To begin with, our first session focused on creating an accessible and unintimidating opportunity, to get to know everyone in the classroom. Their individual interests, behaviours, ways of playing, interacting, communicating - their personalities. We did this by facilitating the session in the classroom, and we very much respected that we were in their space – not the other way round. We had a variety of items and materials that were accessible and familiar, along with some festive staples. Including: Christmas lights, a small rainbow patterned Christmas tree, plastic empty snow globes, reflective materials, textured ‘snow’ wallpaper, bubbles and large chunky chalks in winter palette colours – white, blue and green.
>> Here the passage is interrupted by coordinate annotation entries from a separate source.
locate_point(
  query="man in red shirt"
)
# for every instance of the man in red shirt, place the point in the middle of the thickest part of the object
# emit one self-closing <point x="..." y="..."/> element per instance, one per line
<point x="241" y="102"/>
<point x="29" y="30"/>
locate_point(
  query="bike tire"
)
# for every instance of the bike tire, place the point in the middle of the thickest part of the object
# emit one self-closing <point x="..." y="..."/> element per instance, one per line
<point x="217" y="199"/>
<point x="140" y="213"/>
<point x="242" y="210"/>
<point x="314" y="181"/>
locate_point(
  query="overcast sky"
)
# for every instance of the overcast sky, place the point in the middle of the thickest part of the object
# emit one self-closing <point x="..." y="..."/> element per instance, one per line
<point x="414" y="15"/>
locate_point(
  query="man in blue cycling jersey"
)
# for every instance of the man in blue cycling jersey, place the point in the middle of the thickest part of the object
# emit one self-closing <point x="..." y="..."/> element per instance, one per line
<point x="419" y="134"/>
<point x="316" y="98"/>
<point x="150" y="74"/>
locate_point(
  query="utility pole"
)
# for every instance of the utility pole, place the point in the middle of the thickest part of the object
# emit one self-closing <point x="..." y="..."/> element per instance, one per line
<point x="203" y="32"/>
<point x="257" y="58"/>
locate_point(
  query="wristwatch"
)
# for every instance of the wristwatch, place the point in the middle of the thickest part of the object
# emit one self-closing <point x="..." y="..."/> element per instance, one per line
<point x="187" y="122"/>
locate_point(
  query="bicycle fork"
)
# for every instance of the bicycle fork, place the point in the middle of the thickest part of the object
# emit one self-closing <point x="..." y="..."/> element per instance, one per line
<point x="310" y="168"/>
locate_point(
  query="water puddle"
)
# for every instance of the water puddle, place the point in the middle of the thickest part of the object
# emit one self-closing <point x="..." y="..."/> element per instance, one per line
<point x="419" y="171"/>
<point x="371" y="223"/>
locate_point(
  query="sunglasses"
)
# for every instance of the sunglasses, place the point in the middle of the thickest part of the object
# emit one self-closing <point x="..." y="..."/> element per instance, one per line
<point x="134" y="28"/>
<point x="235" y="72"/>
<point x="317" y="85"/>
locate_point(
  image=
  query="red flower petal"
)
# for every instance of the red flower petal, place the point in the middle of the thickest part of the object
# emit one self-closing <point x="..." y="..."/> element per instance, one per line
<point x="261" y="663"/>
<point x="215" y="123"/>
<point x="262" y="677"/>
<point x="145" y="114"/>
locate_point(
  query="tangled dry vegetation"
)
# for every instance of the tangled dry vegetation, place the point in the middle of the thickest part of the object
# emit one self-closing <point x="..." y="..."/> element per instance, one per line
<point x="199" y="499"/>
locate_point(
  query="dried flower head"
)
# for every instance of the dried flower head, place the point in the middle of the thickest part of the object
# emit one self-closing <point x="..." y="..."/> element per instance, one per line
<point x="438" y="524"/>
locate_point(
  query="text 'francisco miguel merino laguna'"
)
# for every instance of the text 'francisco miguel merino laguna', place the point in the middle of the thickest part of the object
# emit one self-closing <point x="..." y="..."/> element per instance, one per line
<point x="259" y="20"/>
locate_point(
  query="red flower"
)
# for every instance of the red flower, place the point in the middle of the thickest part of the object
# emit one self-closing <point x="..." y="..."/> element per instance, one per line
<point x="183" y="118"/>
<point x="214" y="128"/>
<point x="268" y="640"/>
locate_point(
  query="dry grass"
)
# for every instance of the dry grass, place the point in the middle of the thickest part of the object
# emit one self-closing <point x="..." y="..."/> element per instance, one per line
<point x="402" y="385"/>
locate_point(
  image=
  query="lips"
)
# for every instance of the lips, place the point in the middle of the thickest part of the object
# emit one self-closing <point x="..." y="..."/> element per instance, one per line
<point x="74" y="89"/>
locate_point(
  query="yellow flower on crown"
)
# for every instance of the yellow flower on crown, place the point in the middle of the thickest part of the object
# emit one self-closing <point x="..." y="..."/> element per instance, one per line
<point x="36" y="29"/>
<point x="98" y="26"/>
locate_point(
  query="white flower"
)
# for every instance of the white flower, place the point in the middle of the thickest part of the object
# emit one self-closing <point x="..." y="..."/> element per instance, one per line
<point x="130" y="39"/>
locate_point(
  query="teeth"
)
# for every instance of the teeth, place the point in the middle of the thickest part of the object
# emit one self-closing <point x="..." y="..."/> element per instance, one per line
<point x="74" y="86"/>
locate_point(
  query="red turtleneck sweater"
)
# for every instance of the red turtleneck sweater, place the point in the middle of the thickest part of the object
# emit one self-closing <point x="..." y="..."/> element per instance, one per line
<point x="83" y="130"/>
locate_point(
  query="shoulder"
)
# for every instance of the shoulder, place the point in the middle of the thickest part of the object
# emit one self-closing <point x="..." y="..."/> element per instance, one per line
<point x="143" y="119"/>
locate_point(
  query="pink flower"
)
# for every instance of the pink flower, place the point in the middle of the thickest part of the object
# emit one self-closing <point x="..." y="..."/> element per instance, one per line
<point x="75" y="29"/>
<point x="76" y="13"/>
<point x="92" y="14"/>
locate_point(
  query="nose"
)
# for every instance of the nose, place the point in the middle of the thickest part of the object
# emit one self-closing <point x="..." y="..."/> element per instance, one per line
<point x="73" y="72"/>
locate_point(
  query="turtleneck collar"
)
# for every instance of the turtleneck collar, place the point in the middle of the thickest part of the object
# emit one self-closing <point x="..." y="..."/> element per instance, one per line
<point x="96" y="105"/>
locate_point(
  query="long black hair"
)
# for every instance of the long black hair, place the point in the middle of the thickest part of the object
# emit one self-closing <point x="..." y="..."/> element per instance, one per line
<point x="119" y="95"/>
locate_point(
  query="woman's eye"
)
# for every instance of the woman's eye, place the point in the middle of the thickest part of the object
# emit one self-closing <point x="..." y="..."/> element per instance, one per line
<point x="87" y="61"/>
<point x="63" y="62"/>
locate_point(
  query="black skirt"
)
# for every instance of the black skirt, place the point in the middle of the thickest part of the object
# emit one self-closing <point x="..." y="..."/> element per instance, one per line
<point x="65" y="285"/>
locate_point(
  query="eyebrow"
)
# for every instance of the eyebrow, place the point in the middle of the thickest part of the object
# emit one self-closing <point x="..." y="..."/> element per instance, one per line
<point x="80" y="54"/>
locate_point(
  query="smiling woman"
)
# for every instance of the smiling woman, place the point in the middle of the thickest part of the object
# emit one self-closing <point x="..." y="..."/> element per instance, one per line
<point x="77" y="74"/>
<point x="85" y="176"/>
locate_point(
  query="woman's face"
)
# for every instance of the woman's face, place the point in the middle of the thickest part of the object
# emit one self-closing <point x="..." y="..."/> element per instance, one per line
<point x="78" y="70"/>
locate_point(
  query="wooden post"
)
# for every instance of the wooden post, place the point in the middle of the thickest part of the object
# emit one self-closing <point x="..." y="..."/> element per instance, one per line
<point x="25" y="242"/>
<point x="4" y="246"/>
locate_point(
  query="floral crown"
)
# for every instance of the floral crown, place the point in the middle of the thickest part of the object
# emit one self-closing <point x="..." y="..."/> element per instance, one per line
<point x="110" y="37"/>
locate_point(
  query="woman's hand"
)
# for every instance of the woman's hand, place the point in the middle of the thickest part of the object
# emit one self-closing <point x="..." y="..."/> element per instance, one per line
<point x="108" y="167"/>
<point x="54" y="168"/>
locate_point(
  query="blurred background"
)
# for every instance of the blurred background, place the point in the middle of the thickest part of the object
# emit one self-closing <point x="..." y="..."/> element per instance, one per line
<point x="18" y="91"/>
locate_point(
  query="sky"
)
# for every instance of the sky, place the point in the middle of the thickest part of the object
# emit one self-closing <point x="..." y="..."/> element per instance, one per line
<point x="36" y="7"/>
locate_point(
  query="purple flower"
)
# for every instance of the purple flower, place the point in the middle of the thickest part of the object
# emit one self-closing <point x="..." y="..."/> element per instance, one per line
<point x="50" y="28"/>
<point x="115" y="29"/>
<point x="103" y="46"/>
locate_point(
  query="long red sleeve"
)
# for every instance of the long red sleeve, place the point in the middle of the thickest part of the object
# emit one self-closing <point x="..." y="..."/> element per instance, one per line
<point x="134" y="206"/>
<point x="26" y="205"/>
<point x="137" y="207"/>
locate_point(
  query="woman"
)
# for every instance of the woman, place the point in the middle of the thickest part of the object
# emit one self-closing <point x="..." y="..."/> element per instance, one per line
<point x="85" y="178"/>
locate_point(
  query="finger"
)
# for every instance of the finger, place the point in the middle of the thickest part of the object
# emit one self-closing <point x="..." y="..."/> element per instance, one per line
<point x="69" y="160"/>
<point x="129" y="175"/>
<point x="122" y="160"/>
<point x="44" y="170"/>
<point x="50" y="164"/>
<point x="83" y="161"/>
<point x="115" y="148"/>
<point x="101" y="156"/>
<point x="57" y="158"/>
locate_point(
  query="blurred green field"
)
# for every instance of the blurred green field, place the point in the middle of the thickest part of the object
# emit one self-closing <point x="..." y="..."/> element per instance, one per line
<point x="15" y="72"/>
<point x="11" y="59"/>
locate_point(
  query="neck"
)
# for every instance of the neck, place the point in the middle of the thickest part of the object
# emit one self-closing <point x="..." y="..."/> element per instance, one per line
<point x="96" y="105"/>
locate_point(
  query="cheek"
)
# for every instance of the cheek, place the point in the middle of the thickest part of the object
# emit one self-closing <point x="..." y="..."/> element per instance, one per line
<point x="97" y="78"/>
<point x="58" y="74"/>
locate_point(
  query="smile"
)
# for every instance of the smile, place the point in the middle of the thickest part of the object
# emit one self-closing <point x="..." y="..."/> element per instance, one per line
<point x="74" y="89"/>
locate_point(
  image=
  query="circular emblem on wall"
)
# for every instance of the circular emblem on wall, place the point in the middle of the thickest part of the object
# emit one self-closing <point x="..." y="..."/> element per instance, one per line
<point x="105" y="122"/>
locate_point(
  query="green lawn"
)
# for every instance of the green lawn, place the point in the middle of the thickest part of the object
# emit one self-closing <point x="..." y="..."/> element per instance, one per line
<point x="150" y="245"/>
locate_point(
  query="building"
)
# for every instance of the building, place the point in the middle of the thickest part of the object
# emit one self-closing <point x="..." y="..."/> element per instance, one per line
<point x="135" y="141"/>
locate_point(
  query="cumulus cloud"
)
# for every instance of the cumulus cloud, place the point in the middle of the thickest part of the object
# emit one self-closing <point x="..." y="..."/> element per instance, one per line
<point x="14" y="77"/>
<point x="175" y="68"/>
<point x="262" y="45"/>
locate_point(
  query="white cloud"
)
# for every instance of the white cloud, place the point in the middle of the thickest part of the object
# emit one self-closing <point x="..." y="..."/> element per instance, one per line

For an hour and a half, we used these items to get to know everyone.

This first session became our foundations for the residency, discovering the joy some children got from throwing and knocking down objects, wrapping themselves up in cocoons with material  (play schemas and sensory seeking play), exploring lights and pattern, mouthing objects (oral sensory seeking) storytelling, slapstick play (from both teaching assistants and pupils!), button pressing (action and response!) mimicking and repeating noises and sounds – including the very popular Peppa pig “grunt”! Using what we discovered we were able to plan and create additional sessions in various spaces and rooms in the school that developed on from these highlights. These sessions focused on movement and light, through dance with pops of neon colour in the sensory room, and winter story telling around a glowing silk fire, with object exploration and soundscape making, recording sounds in a ‘snow’ storm play session, filled with soft snowballs, a GIANT silver snowball and wind. Recording sounds of play, interactions and connections from children and staff.

We all come from different practices – Andre’s background is performance, Myrthe’s is dance, and mine is visual arts. We worked well to intuitively piece the sessions together using a snowstorm soundscape to inform and create the narrative and story for our final performance. We dressed three empty classrooms to replicate a winter woodland that we wandered together, whilst our co-created soundscape played, visiting spaces that offered smaller scenes of the story told by sensory immersion. We told the story of the snowstorm, and its intense and calm moments through the woods, with dance, movement and light, with moments of slapstick joy! – Including the woodland Christmas pig and accompanying ‘talking button,’ that played the Peppa Pig theme tune when pressed, played by a teaching assistant (who also enjoyed slapstick play!) that knocked down our neon light Christmas tree, that stood tall in the winter wood classroom.  We sang fire songs inside our campfire room, that glowed orange and red under the silk covered floor, whilst roaring flames grew and fell around our bodies and heads, made by the fast and calm waves of bamboo silk fire fans. Our soundscape then took us deeper into the winter woods, where we encountered the snowstorm in its peak, whilst ice (Myrthe) and wind (André) danced together as we watched and held snow globes filled with ice. Children placing the globes in their hands and mouth, feeling the cold freezing temperature closely. Others experiencing ice being thinly hand grated onto their skin from above, as the snowstorm died down, and we were left in the quiet of the snow as our performance, and exploration of the winter woods came to an end.

What a fantastic week we had at Oaklands. I really feel (and I think André and Myrthe will echo me when I say this) we were just getting started as we ended our residency and believe this could be the start of developing a very exciting alternative seasonal offer for this audience.